It's Madness!
We were at a low point in our tempestuous relationship with Carrick. In November, she had run away from New Hope Manor, an affordable long-term rehab that we felt was her best shot at sobriety, and was back living with Pete on the Lower East Side. We knew he had been supplying her with drugs; we didn't know at the time that he was a small-time dealer supporting his habit by selling heroin.
Realizing that we were only enabling Carrick by giving her access to a bed, warm shower, full fridge and money or possessions she could hock, we had barred her from our house. My last conversation with her was taut with fear and rage. She was in a car with a fellow named Chris, with whom she had run way from a detox that New Hope that sent her to. As Chris' car idled at the end of our block, I ran outside to make one last plea.
Carrick rolled down the window. I started to address Chris. Carrick said: “I'm going to die, yeah, yeah, yeah.”
“I just want you to know what you're getting into," I said to Chris. "She's going to wind up in jail, dead or in a rehab. I want it to be a rehab.”
“Great vote of confidence,” Carrick said, as the car pulled away.
I tried not to let those words — mine and hers — haunt me, but they were in the back of my head for months. I never knew when a call was going to come from some stranger to tell me that Carrick had been arrested, or injured, or found dead.
One morning in early December, the phone rang.
"Is this Mr. Forbes?" the voice said.
I didn't recognize it, and I was filled with trepidation. It must be like what the parents of soldiers in Iraq feel. This time it was a solicitor for the American Heart Association.
A day before I got word of Amber's death, I finished Alice McDermott's Charming Billy, a novel about an alcoholic who, despite the best efforts of his family and his own attempts to quit drinking over the years, dies. One phrase, in particular, rang out as pathetically true.
"Billy succumbed to an illness we couldn't cure in time. It wasn't a failure of our affections," the parish monsignor tells the family. "It was a triumph of the disease."
An hour after I got word of Amber's death, a friend emailed to ask if I'd be interested in playing racquetball, one of the activities that was keeping me sane. "Sure," I replied. "I'm kind of bummed out this morning and could use a few games. First, Deirdre left a cancelled check on my chair. Carrick had forged one of her checks for $30 just before we took her up to rehab the last time.
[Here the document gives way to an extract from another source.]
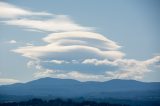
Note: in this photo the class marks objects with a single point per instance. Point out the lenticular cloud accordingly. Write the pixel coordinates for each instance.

Four others are missing."
Then I told him about Amber.
"Ann must be devastated," I wrote. "I only met her a couple of times, and I know I am," I concluded.
"Did I mention that on Friday I got a bill for $1,600 from the ER of a hospital in Port Jervis that decided that it could not treat Carrick? No details except that it had billed my insurance and this is what I owed. I can't imagine what the bill would have been if they did treat her. And because of the patients rights bill, I'll bet you that I can't get any information about what they did (i.e., what they are billing me for).
"It's madness, I'm telling you, madness!!!!"